Lamentablemente vivimos en una época en la cual a pesar de las normas generales, se resaltan las diferencias, abundan los prejuicios y se discrimina. Muchas veces no se trata de persecuciones abiertas; pero también en forma encubierta, posiblemente disfrazada en un manto de "charla divertida", la discriminación es expresión de ataques astutos o soberbias fuera de lugar que, a veces, hieren mucho a los afectados. Estos hechos se producen, por ejemplo, en los siguientes casos:

  • ...
  • Se aísla u ofende a los homosexuales.
  • ...

La justicia y el amor de Dios se contradicen con cada prejuicio y cada discriminación....Una parte integrante natural de la vida cristiana también debería ser, por lo tanto, la eliminación de prejuicios y discriminaciones. Jesús, el Hijo de Dios, es en este particular el mejor de los ejemplos. Mediante Su intercesión a favor de odiados, necesitados de ayuda, débiles y culpables, mostró convincentemente y practicó el amor de Dios. No condenó a los que vivían y actuaban "diferente" que los otros, sino que los ayudó.....

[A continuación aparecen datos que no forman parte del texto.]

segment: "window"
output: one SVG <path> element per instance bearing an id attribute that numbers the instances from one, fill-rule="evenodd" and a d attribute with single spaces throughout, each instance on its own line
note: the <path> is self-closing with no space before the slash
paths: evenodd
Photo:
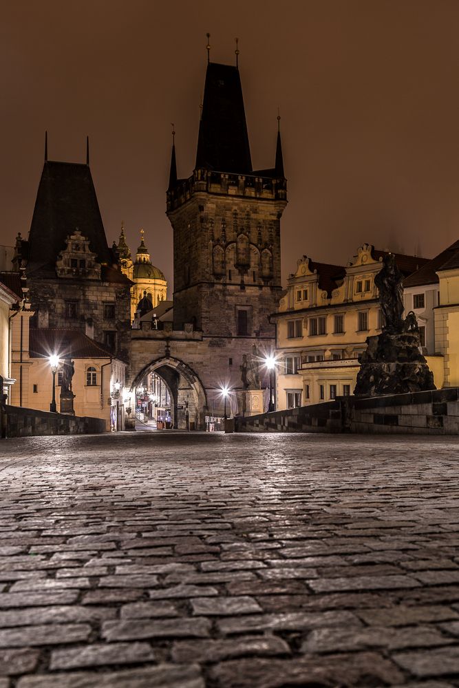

Finalmente, ¿Qué trato queremos para nosotros mismos? También esperamos que se nos aprecie y respete como cristianos nuevoapostólicos.....

Debemos tener la posibilidad de ver lo bueno en el hombre, encarar a los demás con respeto y practicar frente a todos, en principio, el verdadero cristianismo. De otro modo, ¿cómo podríamos invitar a la Comunidad a las  Almas que podrían llegar a ser nuestros Hermanos y Hermanas, si hoy los discriminamos o condenamos?